Focusing at this stage exclusively on red wine vineyards in the Durbanville, Philadelphia, Paarl and Stellenbosch areas, Heyns and his team visit the vineyards weekly, testing the same vines each time to assess vine health and water needs.

In each instance, leaves are cut and bagged in plastic bags to limit evapotranspiration and are first covered with an aluminium sheet which stops the impact of the light in opening the stomatae.  The petiole of the vine leaf (the stalk attaching the leaf to its stem) is cut and the leaf quickly placed into the chamber with the cut end of the petiole protruding from the chamber. As the pressure in the chamber equals the pressure or tension in the leaf, the sap is forced out of the cut petiole surface.
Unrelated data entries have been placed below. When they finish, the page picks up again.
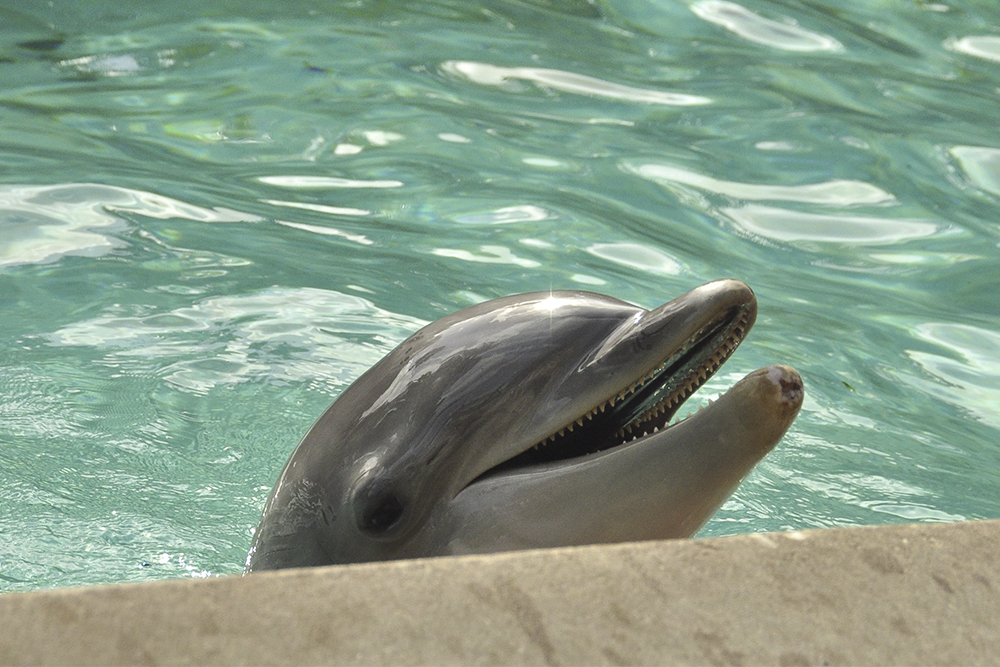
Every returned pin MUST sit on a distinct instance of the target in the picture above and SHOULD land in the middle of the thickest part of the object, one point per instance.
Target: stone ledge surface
(914, 594)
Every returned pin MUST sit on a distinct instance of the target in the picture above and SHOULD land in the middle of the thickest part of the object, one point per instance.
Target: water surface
(214, 216)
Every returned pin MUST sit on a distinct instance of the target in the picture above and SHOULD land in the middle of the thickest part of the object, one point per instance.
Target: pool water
(214, 216)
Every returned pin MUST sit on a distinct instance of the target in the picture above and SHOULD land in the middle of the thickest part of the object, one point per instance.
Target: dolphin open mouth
(646, 404)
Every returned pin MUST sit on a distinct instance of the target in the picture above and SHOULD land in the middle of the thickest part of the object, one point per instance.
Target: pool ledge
(912, 594)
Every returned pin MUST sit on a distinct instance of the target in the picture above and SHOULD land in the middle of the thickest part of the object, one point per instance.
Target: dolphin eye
(381, 513)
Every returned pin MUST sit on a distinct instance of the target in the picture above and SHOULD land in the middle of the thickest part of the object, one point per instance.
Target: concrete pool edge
(905, 594)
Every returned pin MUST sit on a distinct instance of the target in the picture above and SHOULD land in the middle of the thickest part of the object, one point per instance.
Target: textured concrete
(924, 594)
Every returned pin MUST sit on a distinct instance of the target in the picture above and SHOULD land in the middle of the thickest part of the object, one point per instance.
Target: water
(214, 216)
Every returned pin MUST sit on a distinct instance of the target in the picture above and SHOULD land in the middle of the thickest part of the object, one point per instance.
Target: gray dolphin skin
(529, 421)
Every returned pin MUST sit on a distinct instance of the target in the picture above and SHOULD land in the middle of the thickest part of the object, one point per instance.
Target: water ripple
(281, 334)
(567, 82)
(45, 222)
(755, 28)
(835, 192)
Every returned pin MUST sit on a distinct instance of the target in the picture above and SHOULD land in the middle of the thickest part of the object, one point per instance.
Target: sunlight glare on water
(214, 217)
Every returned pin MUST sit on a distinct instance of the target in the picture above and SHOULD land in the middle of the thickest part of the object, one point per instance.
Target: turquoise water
(214, 216)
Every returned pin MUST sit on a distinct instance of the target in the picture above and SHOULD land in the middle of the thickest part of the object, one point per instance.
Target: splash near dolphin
(535, 420)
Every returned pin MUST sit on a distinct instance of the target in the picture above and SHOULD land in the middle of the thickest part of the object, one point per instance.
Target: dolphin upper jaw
(509, 424)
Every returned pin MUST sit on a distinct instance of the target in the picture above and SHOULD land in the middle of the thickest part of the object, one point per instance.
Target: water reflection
(968, 375)
(835, 192)
(980, 46)
(790, 226)
(567, 82)
(43, 223)
(279, 334)
(755, 28)
(981, 165)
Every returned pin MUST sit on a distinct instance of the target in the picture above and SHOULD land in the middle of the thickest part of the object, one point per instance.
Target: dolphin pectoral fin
(664, 485)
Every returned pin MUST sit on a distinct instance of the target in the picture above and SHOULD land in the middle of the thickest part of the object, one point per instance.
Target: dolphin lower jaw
(665, 485)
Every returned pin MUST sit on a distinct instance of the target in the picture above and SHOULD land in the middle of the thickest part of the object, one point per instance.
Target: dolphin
(530, 421)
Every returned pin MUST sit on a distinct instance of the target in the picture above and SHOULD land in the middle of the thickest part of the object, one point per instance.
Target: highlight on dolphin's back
(535, 420)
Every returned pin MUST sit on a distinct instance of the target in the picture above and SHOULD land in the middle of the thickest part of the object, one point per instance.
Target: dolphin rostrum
(530, 421)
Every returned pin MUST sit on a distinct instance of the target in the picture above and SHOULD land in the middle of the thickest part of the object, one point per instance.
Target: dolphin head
(528, 421)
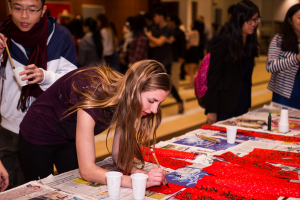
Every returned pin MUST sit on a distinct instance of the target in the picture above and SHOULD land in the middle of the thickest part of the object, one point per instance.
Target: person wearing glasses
(46, 49)
(4, 180)
(230, 71)
(283, 61)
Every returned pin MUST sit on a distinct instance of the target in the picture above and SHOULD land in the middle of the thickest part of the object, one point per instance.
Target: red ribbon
(170, 153)
(256, 134)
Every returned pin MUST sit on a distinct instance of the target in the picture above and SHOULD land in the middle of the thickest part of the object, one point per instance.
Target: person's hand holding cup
(231, 134)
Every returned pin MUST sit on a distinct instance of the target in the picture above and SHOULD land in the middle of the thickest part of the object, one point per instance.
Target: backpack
(201, 80)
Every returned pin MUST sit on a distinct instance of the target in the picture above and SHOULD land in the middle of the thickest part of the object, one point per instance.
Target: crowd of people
(80, 83)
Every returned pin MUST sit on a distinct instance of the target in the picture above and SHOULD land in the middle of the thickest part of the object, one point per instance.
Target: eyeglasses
(29, 11)
(253, 21)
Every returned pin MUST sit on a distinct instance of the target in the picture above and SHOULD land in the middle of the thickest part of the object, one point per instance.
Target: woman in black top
(231, 65)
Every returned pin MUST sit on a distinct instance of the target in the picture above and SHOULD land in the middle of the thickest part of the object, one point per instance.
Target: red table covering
(168, 162)
(170, 153)
(256, 134)
(173, 188)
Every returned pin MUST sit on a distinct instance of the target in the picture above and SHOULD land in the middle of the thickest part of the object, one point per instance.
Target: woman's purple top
(44, 124)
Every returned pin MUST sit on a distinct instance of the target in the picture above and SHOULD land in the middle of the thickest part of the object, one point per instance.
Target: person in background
(212, 37)
(229, 78)
(90, 49)
(107, 38)
(128, 37)
(192, 54)
(75, 27)
(230, 11)
(138, 48)
(160, 39)
(178, 49)
(283, 61)
(4, 178)
(115, 62)
(93, 99)
(29, 33)
(149, 21)
(229, 14)
(204, 33)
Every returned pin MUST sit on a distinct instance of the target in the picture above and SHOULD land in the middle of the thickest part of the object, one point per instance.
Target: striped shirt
(284, 66)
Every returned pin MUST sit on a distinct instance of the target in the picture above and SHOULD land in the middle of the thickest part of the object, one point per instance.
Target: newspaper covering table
(71, 186)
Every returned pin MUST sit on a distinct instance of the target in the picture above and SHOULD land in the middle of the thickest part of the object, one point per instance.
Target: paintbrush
(7, 50)
(159, 167)
(214, 140)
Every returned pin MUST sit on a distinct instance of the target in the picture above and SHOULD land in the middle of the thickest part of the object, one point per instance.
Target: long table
(70, 185)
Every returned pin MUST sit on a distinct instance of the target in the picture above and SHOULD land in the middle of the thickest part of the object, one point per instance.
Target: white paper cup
(283, 125)
(113, 180)
(231, 134)
(18, 77)
(139, 181)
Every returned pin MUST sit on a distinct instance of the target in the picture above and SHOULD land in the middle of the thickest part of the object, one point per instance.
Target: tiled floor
(193, 117)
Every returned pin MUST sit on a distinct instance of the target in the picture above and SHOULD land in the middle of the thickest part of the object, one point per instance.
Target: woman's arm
(216, 66)
(85, 146)
(4, 180)
(274, 62)
(156, 176)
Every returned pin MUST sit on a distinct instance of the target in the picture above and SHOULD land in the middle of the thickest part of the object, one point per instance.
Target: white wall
(185, 10)
(281, 7)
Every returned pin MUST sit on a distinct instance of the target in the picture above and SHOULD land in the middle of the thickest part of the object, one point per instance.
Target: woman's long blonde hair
(122, 94)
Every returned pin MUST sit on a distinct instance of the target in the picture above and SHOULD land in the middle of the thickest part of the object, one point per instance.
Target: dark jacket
(179, 45)
(224, 79)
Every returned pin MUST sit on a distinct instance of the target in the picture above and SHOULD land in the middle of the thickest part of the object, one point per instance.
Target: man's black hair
(231, 9)
(161, 11)
(175, 19)
(43, 2)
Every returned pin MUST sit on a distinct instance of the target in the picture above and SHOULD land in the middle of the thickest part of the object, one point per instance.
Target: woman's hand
(4, 180)
(211, 118)
(298, 56)
(2, 45)
(34, 73)
(156, 177)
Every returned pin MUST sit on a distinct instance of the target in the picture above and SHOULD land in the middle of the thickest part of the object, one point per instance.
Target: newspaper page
(34, 190)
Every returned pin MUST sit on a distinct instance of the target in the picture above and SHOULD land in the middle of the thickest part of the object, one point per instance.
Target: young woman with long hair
(283, 61)
(231, 65)
(138, 47)
(107, 38)
(60, 126)
(192, 55)
(90, 48)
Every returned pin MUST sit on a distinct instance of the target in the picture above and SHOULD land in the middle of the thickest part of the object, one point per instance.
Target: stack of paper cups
(283, 125)
(139, 181)
(113, 180)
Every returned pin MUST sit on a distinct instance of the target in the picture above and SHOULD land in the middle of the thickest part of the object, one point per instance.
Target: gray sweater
(87, 54)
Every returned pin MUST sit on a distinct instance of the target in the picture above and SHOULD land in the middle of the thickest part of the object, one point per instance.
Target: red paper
(167, 162)
(250, 164)
(165, 190)
(256, 134)
(275, 153)
(268, 187)
(194, 194)
(170, 153)
(230, 193)
(273, 156)
(286, 174)
(230, 170)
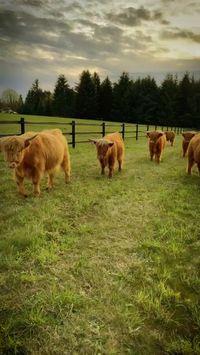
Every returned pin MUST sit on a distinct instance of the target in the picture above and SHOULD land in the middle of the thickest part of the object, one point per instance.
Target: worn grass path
(102, 266)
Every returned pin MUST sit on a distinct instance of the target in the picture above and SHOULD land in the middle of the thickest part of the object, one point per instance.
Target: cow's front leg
(190, 163)
(158, 157)
(36, 184)
(102, 168)
(111, 166)
(50, 181)
(20, 185)
(120, 165)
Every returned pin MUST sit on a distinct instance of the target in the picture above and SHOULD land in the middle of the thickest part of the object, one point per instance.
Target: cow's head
(188, 135)
(154, 135)
(14, 149)
(102, 146)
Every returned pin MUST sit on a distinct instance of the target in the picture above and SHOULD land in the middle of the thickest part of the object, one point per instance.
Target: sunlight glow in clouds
(66, 37)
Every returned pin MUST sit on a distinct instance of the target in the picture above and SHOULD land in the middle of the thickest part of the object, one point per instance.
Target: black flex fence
(75, 129)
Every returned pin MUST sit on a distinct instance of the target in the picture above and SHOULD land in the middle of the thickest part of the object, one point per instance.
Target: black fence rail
(127, 130)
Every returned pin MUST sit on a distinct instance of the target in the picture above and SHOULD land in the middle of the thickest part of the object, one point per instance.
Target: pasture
(102, 266)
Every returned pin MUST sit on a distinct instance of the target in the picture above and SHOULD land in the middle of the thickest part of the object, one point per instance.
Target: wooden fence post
(22, 123)
(136, 132)
(123, 131)
(103, 129)
(73, 134)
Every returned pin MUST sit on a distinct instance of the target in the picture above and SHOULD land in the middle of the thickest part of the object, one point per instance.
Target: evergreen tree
(106, 97)
(97, 84)
(168, 100)
(63, 98)
(185, 101)
(85, 100)
(121, 99)
(20, 105)
(33, 101)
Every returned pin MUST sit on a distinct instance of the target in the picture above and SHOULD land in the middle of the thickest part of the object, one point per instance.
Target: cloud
(180, 34)
(135, 16)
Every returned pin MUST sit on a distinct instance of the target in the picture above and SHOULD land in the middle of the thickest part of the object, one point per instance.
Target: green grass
(102, 266)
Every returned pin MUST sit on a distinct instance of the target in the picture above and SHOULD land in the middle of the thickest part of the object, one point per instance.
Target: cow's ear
(92, 141)
(27, 142)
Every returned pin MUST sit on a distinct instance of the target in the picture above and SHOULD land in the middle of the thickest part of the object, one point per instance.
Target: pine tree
(63, 98)
(168, 101)
(106, 97)
(33, 101)
(121, 99)
(85, 100)
(97, 84)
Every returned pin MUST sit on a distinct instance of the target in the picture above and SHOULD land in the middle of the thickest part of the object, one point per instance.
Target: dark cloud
(134, 17)
(181, 34)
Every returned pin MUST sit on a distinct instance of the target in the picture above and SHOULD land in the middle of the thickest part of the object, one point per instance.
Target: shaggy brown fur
(194, 153)
(32, 157)
(3, 140)
(157, 141)
(109, 150)
(187, 136)
(170, 136)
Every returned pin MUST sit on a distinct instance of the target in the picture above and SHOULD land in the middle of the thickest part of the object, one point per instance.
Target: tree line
(173, 103)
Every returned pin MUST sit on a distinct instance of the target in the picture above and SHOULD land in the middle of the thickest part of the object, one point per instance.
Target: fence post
(136, 132)
(123, 131)
(22, 123)
(103, 129)
(73, 134)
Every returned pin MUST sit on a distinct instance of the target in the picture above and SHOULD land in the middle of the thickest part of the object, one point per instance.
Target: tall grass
(102, 266)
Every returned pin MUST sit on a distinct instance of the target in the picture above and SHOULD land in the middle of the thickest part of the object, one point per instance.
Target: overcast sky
(44, 38)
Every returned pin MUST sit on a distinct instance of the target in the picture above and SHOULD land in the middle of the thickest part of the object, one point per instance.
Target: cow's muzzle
(12, 165)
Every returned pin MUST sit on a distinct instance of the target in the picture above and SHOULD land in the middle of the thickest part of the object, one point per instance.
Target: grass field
(102, 266)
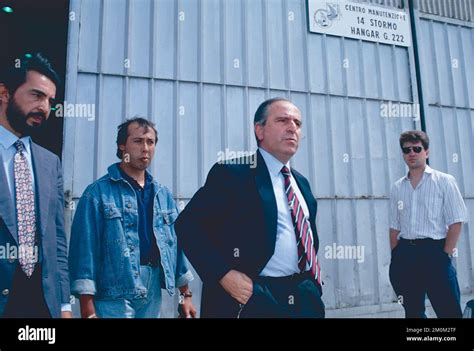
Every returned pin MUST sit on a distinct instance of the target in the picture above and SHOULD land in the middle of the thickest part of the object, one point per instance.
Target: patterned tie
(25, 209)
(304, 235)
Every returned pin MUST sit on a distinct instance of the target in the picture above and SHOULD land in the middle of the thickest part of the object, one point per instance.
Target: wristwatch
(188, 293)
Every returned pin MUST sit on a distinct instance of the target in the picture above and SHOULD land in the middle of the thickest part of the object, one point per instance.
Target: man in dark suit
(250, 231)
(34, 279)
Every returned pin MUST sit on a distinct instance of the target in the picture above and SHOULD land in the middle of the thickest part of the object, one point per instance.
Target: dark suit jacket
(53, 245)
(231, 223)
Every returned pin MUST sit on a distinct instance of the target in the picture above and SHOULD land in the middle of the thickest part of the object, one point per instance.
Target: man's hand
(87, 306)
(66, 314)
(187, 308)
(238, 285)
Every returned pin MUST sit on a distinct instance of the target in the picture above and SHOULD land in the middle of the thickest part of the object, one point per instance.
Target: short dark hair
(122, 134)
(415, 136)
(262, 112)
(13, 77)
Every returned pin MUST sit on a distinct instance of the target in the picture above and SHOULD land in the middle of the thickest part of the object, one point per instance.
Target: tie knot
(20, 147)
(285, 171)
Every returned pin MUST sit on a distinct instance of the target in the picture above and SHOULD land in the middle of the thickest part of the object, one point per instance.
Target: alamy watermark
(345, 252)
(233, 157)
(400, 110)
(67, 110)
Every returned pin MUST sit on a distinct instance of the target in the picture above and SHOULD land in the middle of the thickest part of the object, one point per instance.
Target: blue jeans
(147, 307)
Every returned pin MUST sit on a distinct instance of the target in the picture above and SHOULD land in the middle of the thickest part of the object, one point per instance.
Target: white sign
(359, 21)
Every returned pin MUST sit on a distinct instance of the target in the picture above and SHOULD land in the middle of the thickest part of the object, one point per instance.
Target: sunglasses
(416, 149)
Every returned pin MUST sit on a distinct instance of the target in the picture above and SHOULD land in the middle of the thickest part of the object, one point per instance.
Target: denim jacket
(104, 255)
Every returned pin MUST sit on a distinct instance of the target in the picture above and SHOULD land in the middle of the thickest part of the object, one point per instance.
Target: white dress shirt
(428, 210)
(284, 261)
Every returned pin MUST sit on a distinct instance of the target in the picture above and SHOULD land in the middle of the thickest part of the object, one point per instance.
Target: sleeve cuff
(83, 287)
(184, 279)
(66, 307)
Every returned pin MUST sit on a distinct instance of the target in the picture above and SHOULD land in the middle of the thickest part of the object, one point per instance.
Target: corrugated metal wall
(446, 51)
(199, 69)
(457, 9)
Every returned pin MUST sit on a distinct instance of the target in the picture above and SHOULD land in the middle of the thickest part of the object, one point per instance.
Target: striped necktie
(25, 210)
(304, 235)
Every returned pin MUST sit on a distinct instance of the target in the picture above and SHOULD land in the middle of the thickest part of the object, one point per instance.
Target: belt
(422, 242)
(294, 278)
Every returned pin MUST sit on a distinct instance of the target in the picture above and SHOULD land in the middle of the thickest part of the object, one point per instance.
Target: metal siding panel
(140, 34)
(358, 158)
(139, 97)
(429, 77)
(403, 74)
(165, 117)
(233, 42)
(85, 147)
(467, 47)
(377, 146)
(213, 128)
(211, 42)
(165, 37)
(347, 290)
(302, 160)
(255, 40)
(112, 114)
(352, 68)
(188, 40)
(323, 162)
(317, 68)
(381, 250)
(235, 119)
(341, 146)
(366, 264)
(296, 22)
(115, 36)
(385, 78)
(370, 69)
(276, 50)
(334, 69)
(325, 222)
(89, 35)
(466, 152)
(188, 140)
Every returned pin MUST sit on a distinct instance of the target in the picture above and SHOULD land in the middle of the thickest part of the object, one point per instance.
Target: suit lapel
(43, 178)
(7, 211)
(265, 189)
(310, 202)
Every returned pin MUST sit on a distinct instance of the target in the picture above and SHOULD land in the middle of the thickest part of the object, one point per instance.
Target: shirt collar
(428, 170)
(8, 139)
(273, 164)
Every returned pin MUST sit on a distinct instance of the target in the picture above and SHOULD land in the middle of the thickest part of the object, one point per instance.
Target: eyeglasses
(416, 149)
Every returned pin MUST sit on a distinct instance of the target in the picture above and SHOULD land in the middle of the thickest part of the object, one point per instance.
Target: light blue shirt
(7, 153)
(284, 261)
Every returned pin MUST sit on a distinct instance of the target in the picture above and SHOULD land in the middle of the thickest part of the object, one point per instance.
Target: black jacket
(231, 223)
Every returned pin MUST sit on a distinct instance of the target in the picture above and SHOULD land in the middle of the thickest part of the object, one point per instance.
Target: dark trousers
(26, 298)
(419, 268)
(297, 296)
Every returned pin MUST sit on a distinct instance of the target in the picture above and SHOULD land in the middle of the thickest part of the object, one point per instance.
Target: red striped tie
(304, 235)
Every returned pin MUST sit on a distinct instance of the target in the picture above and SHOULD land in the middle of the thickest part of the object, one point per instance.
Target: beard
(18, 120)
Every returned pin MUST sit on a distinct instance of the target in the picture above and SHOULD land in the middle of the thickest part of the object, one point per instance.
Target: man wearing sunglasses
(426, 214)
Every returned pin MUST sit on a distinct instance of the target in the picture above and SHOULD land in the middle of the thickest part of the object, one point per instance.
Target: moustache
(37, 114)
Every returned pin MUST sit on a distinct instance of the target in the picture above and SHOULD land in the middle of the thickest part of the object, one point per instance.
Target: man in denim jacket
(123, 246)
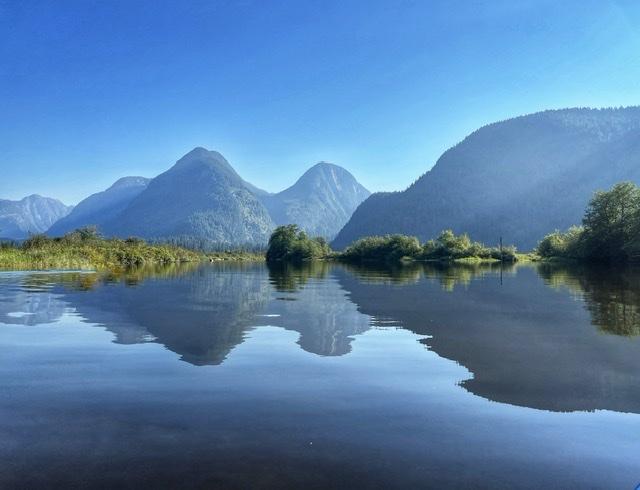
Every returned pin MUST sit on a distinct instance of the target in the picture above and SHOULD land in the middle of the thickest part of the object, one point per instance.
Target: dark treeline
(290, 244)
(610, 230)
(446, 247)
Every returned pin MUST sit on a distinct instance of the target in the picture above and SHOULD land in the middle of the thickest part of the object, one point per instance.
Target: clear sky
(92, 91)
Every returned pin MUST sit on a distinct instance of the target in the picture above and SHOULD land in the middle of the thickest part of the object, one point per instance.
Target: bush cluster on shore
(610, 230)
(290, 243)
(85, 249)
(446, 247)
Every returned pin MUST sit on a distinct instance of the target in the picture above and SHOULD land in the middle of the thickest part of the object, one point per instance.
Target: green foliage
(446, 247)
(85, 249)
(611, 223)
(610, 229)
(558, 244)
(289, 243)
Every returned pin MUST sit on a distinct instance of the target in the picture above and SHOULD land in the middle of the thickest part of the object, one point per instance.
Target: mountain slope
(320, 202)
(518, 179)
(33, 214)
(101, 207)
(201, 196)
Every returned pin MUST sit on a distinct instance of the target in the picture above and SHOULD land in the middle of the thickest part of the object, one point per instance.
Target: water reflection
(526, 333)
(612, 295)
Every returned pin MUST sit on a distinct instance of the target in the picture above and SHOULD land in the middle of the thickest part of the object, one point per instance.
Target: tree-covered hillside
(517, 179)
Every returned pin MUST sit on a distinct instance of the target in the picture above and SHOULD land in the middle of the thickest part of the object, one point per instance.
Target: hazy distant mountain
(320, 202)
(101, 207)
(33, 214)
(518, 179)
(201, 196)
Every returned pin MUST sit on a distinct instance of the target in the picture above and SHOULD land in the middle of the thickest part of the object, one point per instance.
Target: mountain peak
(130, 181)
(200, 156)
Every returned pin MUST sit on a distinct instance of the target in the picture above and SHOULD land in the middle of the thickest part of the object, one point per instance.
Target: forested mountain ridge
(320, 202)
(202, 201)
(32, 214)
(519, 179)
(101, 207)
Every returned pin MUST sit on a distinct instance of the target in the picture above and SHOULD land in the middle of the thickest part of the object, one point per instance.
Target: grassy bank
(80, 250)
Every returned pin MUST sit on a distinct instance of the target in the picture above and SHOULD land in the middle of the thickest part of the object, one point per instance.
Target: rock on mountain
(519, 179)
(320, 202)
(200, 197)
(33, 214)
(102, 207)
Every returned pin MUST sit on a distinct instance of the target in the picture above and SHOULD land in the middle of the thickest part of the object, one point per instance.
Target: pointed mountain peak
(200, 156)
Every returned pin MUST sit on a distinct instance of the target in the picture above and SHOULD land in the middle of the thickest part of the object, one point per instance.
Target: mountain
(200, 197)
(320, 202)
(519, 179)
(101, 207)
(33, 214)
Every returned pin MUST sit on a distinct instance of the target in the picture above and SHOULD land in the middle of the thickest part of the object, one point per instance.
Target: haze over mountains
(321, 201)
(202, 200)
(519, 179)
(33, 214)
A pressure gauge indicates the level of stress experienced by the vine with the degree of stress indicated by the vine called stem water potential (SWP).  The pressure reading enables the user to determine the irrigation required.

According to Heyns, allowing for the rooting depth of the vines, soil texture, soil moisture content, vine canopy size as well as the type of trellising and row spacing, vine water requirements are determined by the extent of evapotranspiration that occurs in the vine and how far the vine is in the ripening of its grapes. In addition, each wine grape varietal has its own particular water demands.

With the current conditions in the lead-up to the harvest proving slightly warmer than over the past few years, the pressure chambers place us in a far better position to manage the health of the vines and ensure optimal quality fruit to the cellars.”

He said Distell was working very closely on this project with the eminent French viticulturist Prof Alain Deloire, at present based at the University of Stellenbosch. Deloire has extensive international experience in strategies to promote plant health and optimal harvesting times.